Bladder cancer is currently the fifth most common cancer in the United States. It is characterized by a high rate of tumor recurrence that generally happens three to six months following treatment.

"Current clinical practice is to use invasive methods to diagnose and monitor these tumors, but we have uncovered a possible way to gather this information through a simple molecular assay," said Gangning Liang, M.D., Ph.D., associate professor of research in the department of urology at the University of Southern California.

DNA methylation is a process by which genes can be abnormally silenced or activated in cancer. Working with the knowledge from the human genome, scientists have been gaining a greater understanding of how methylation leads to measurable clinical outcomes.

For the current study, Liang and colleagues measured DNA methylation in 12 patients who did not have bladder cancer, 52 patients with non-invasive bladder tumors and 39 patients with invasive bladder tumors.

When comparing the cancerous tissue with normal bladder tissue, they found 158 hypermethylated locations and 366 hypomethylated locations. In addition, the researchers identified 21 loci that were hypermethylated in the normal appearing bladder tissue in patients with bladder cancer.

"These loci may provide markers for the identification of individuals at risk for developing bladder cancer, as they are only methylated in bladders with cancer," said Liang.

When the researchers further subdivided their analysis, they found that non-invasive tumors had a distinct pattern of hypomethylation when compared with invasive tumors, further supporting the notion that these two forms of bladder cancer develop along different molecular pathways.
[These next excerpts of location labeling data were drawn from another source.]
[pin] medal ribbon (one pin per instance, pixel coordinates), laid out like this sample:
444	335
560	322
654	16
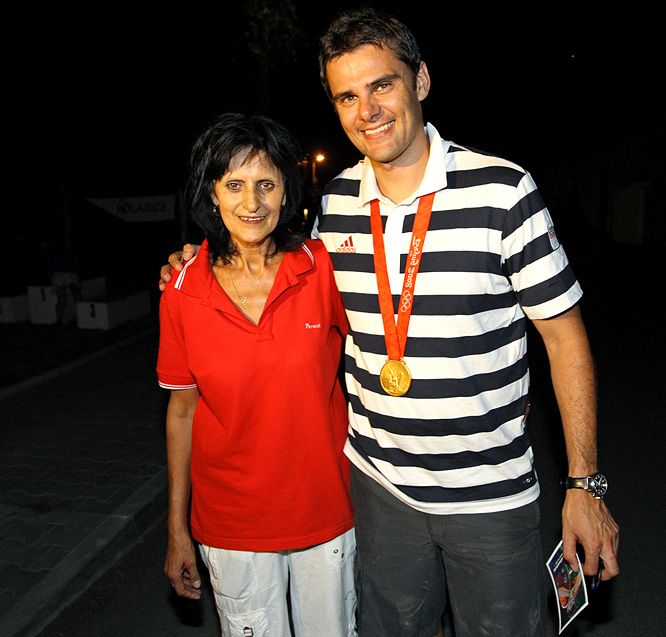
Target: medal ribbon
396	336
The mission of the American Association for Cancer Research is to prevent and cure cancer. Founded in 1907, AACR is the world's oldest and largest professional organization dedicated to advancing cancer research. The membership includes more than 28,000 basic, translational and clinical researchers; health care professionals; and cancer survivors and advocates in the United States and nearly 90 other countries. The AACR marshals the full spectrum of expertise from the cancer community to accelerate progress in the prevention, diagnosis and treatment of cancer through high-quality scientific and educational programs. It funds innovative, meritorious research grants. The AACR Annual Meeting attracts more than 17,000 participants who share the latest discoveries and developments in the field. Special conferences throughout the year present novel data across a wide variety of topics in cancer research, treatment and patient care. The AACR publishes six major peer-reviewed journals: Cancer Research; Clinical Cancer Research; Molecular Cancer Therapeutics; Molecular Cancer Research; Cancer Epidemiology, Biomarkers & Prevention; and Cancer Prevention Research. The AACR also publishes CR, a magazine for cancer survivors and their families, patient advocates, physicians and scientists. CR provides a forum for sharing essential, evidence-based information and perspectives on progress in cancer research, survivorship and advocacy.